As children, in the first seven years, our brains operate in a theta state, which is a hypnotic state without cognition. Therefore we are extremely open and impressionable. We have no emotional boundaries, so we download and become whatever our parent’s emotional condition is. As we gain understanding, we construct a reality to justify our parent’s imperfections. We condone their perfectly imperfect behavior. In the case of the empath, their boundaries were transgressed to the point that they no longer have them. The child becomes hyper-aware of any small changes in the emotional balance in the household as a way to survive, creating hypersensitivity to emotions in general.

This is positive in that it helps children to survive. Still, as an adult, we are unable to manage our own emotions, finding it difficult to be in relationships and getting overwhelmed easily because we are still stuck in our trauma. The trauma forces the denial of the authentic self and is replaced with shame.

 

How Empaths Use Reaction Formation As a Defense 

 

Let’s talk a little about the ‘Reaction Formation,’ and a good way to introduce this is to look at the common phrase ‘Kill them with kindness.’ Empaths are most often those who are the kindest people, and you may hear them say that people often hurt them because they’re ‘too nice’. When we go through severe trauma, to counteract the shame, many create a different form of the reaction to protect themselves. In this case, an empath may be repressing a disturbing feeling that would trigger a shame response. Remember that this is not a conscious process. This is all happening as a maladaptive coping skill that was created to get through childhood.
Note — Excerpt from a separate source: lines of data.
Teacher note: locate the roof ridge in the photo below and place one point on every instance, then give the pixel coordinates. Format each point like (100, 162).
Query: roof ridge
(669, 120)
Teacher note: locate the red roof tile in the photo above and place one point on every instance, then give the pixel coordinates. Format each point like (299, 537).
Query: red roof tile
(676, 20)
The trait of kindness is then developed to counteract an impulse to be cruel because underneath the shame is a lot of hurt, sadness, and anger that wants to be released. These emotions have been there since childhood, but as a child who were unable to stand up for themselves, these feelings were repressed. So instead of lashing out, they go the complete opposite way and into intense kindness. The kindness will tend to be rigid and often inappropriate – empaths often end up in relationships with narcissists because they are stuffed with so much shame, commandeering as incredible kindness and caring – an intense version of trying to help them get better – but it is not warranted. 

 

Using Kindness To Hide the Anger

 

Using kindness instead of anger is designed to protect the self from feeling the shame within – it is used to avoid the original wounding that has never been dealt with. 
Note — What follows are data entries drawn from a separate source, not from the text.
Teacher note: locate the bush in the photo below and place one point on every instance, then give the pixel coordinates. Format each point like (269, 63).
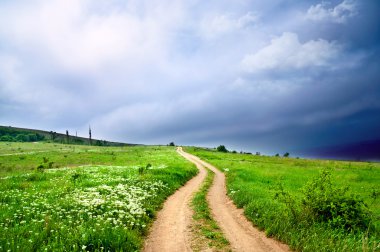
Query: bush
(221, 148)
(326, 203)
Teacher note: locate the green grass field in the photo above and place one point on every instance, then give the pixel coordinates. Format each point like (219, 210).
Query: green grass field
(72, 198)
(253, 181)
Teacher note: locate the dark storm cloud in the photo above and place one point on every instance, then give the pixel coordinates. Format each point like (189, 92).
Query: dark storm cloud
(267, 76)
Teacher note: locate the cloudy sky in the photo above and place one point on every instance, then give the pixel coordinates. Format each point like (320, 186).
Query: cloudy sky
(265, 76)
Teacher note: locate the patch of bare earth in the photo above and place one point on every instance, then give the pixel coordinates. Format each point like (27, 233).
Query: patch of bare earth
(237, 229)
(172, 229)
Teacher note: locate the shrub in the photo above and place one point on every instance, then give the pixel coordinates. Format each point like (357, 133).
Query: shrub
(221, 148)
(324, 202)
The kindness is unconscious, coercive, manipulative, and as John Bradshaw says, “thinly sadistic.” In many ways, it is, in fact cruel in itself as well as inappropriate. Take being overtly kind to a narcissist. There is no reason to keep them in our lives and be nice to them. Therefore, both are, in fact, deceiving each other as they’re out of touch with the reality of who they are. The difference with the empath is that they cover their shame with kindness, whereas narcissist smost often covers it with conflict and cruelty. 
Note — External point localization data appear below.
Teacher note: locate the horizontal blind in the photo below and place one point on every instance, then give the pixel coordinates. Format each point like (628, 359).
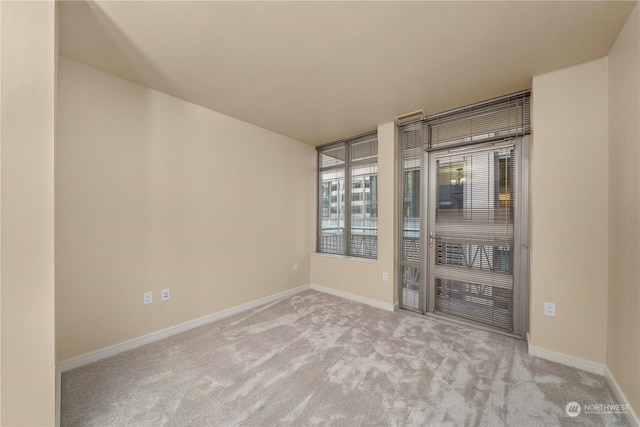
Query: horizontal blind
(492, 120)
(348, 203)
(498, 119)
(474, 230)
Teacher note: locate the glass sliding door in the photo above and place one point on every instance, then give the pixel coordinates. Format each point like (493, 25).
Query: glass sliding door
(463, 214)
(472, 234)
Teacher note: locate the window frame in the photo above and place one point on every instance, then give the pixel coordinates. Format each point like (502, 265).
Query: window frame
(346, 199)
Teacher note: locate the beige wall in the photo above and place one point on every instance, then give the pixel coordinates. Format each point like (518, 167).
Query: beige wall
(27, 386)
(363, 277)
(623, 336)
(153, 192)
(569, 211)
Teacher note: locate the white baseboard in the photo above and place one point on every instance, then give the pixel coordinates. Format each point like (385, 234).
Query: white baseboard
(356, 298)
(94, 356)
(564, 359)
(632, 417)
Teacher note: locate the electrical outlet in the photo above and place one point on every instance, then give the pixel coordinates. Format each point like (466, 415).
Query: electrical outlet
(549, 309)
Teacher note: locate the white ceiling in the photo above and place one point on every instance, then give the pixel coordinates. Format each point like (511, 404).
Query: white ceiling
(322, 71)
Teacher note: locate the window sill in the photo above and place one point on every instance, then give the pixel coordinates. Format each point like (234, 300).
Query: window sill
(345, 257)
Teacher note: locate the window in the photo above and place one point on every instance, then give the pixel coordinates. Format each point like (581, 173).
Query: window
(348, 170)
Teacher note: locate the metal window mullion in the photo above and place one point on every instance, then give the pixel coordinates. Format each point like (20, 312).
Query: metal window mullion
(319, 201)
(347, 201)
The untreated codependency and shame can make it difficult to be in a relationship with an empath because they are not fully in reality or inside themselves. 

 

What Does The Empath Need To Do To Heal?

 

  1. Codependence recovery work
  2. Shame recovery work
  3. Childhood trauma recovery work

The best codependence recovery is found in the book ‘Facing Codependence’ by Pia Mellody. John Bradshaw’s book ‘Healing The Shame That Binds You’ is a great resource, and my book ‘Your Journey to Success’ will unearth the traumas you have suffered and bring them into your reality.